Sevgili Dünya,
Duymak istemeyip kulaklarımızı tıkadığımız ama bir o kadar merakla beklediğimiz gelecek için bugün ne yaptık? Hayır hayır, ertesi günün yemeğini hazırlayıp dolaba kaldırmaktan söz etmiyorum. Anlatmak istediğim yarın giyeceğimiz gömleği bugün ütülemek de değil. Merak ettiğim bugün kumbaraya neyi ne kadar attığımız. Az önce yağan yağmurun ne kadarını saksıdaki çiçeklerimize sunduğumuz. Düşündüklerimizin kaçını pervasızca konuştuğumuz. Güneşin ne kadarını pencereden içeri aldık bugün? Kaçının saçını okşadık umutlarımızın? Ah sevgili dünya, birkaçımız çoktan hayalleri için darağaçlarını hazırlamış. Derdini dökmeye gittiği dereye çocukluğunu yem etmiş biri. İhtişamlı gülümsemesini uyutup sonu mutlu biten masalları unutmuş.
Sahi sen ne yapıyorsun şu sıralar sevgili dünya? Cemrelerin bugün toprağa düştü, duydum. Bugün bir ağacının gölgesinde oturdum onca koşuşturmanın arasında. Yağmurla aramız şeker renkti ama hallettik çoktan. Kumbarama birkaç tane yıldızından atıyorum izninle. İki dirhem bir çekirdek olmuşlar bu gece, gözlerimi alamıyorum onlardan.

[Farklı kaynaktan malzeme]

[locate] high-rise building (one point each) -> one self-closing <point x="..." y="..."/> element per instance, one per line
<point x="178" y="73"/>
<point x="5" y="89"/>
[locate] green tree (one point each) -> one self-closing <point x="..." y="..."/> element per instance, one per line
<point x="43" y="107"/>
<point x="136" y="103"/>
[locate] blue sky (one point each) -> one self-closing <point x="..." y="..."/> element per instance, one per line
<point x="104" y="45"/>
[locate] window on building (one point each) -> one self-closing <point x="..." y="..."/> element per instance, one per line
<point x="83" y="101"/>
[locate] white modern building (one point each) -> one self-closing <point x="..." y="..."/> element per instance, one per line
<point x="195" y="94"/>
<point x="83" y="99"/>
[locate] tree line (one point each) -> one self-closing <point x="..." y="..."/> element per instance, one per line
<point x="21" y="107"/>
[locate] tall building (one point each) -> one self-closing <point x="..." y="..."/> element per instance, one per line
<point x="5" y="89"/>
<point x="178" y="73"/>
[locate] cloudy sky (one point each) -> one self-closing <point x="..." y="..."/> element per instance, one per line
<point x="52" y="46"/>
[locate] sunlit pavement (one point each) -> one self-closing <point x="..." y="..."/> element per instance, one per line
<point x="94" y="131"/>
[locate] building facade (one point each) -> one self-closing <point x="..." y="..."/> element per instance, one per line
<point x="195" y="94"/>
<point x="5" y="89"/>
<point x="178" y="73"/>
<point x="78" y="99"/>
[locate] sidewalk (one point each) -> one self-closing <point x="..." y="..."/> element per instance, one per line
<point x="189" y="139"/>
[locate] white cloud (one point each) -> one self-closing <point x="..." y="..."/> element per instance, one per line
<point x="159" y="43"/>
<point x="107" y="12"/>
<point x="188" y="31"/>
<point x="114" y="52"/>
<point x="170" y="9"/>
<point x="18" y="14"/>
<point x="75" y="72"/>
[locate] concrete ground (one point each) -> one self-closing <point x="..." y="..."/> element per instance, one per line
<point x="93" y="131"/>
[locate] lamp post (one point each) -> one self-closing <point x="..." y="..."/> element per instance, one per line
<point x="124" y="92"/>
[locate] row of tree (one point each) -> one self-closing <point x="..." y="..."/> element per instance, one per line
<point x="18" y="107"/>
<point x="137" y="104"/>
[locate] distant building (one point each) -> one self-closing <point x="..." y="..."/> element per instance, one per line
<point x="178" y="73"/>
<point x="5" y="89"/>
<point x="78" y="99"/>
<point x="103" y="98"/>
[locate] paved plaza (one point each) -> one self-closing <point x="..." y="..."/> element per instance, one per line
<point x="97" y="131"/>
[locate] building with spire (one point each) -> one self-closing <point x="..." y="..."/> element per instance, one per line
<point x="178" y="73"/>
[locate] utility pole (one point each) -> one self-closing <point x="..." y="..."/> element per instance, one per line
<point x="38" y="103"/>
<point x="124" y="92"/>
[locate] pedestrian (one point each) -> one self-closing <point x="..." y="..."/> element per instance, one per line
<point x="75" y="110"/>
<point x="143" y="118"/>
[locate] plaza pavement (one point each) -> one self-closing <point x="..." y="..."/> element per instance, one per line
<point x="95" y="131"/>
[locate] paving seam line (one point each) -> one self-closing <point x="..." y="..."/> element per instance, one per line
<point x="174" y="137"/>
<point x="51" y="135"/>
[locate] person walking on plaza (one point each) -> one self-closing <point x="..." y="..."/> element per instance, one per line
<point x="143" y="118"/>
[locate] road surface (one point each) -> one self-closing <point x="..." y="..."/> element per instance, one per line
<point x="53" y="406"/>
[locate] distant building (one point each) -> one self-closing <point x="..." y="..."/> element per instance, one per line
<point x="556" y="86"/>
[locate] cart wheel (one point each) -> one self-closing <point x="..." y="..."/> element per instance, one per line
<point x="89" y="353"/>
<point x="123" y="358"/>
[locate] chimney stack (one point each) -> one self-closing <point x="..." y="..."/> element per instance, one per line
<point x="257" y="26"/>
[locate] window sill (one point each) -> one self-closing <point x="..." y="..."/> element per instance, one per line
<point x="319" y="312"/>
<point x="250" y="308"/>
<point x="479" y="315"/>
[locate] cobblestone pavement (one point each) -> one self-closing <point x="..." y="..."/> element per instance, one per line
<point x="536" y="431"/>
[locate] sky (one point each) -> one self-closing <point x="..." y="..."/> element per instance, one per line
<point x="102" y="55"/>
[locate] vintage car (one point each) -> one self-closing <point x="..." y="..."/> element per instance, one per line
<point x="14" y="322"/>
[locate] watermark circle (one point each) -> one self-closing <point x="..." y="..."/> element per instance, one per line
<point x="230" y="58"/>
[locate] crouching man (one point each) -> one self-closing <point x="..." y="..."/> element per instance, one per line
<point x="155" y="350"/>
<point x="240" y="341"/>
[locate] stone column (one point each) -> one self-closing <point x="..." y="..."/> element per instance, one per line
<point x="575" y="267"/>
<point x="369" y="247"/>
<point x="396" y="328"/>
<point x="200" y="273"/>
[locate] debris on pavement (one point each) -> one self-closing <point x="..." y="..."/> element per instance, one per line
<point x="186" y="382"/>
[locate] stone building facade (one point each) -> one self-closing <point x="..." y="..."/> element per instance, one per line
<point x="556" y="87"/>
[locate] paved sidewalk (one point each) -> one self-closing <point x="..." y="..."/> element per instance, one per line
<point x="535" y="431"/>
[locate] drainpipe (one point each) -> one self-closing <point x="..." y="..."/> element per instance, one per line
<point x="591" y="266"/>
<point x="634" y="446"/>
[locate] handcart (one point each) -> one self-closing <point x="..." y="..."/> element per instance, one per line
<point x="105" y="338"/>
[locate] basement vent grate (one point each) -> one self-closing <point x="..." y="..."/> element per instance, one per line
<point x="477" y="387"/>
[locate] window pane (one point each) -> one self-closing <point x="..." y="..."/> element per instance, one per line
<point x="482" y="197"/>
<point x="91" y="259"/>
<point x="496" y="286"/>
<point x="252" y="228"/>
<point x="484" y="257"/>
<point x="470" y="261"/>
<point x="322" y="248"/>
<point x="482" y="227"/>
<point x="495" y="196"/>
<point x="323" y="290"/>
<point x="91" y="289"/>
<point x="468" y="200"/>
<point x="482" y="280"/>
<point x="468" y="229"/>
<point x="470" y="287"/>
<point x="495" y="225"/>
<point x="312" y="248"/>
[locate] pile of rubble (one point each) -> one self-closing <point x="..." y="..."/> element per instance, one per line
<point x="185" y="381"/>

İşte vakit geldi. Herkes uyuyor. Ama sen uyumazsın çünkü bilirsin ki sen uyursan yıldızlar kaybolmaz güneş yeniden doğmaz. Tam da bu yüzden günaydın dünya. Darağaçlarının bulunduğu bahçelerdeki tüm çiçeklere, gölgesinde dinlenilmeyen tüm ağaçlara, tenimizi ferahlatmayan tüm su damlacıklarına kısacası tüm dünyalara günaydın.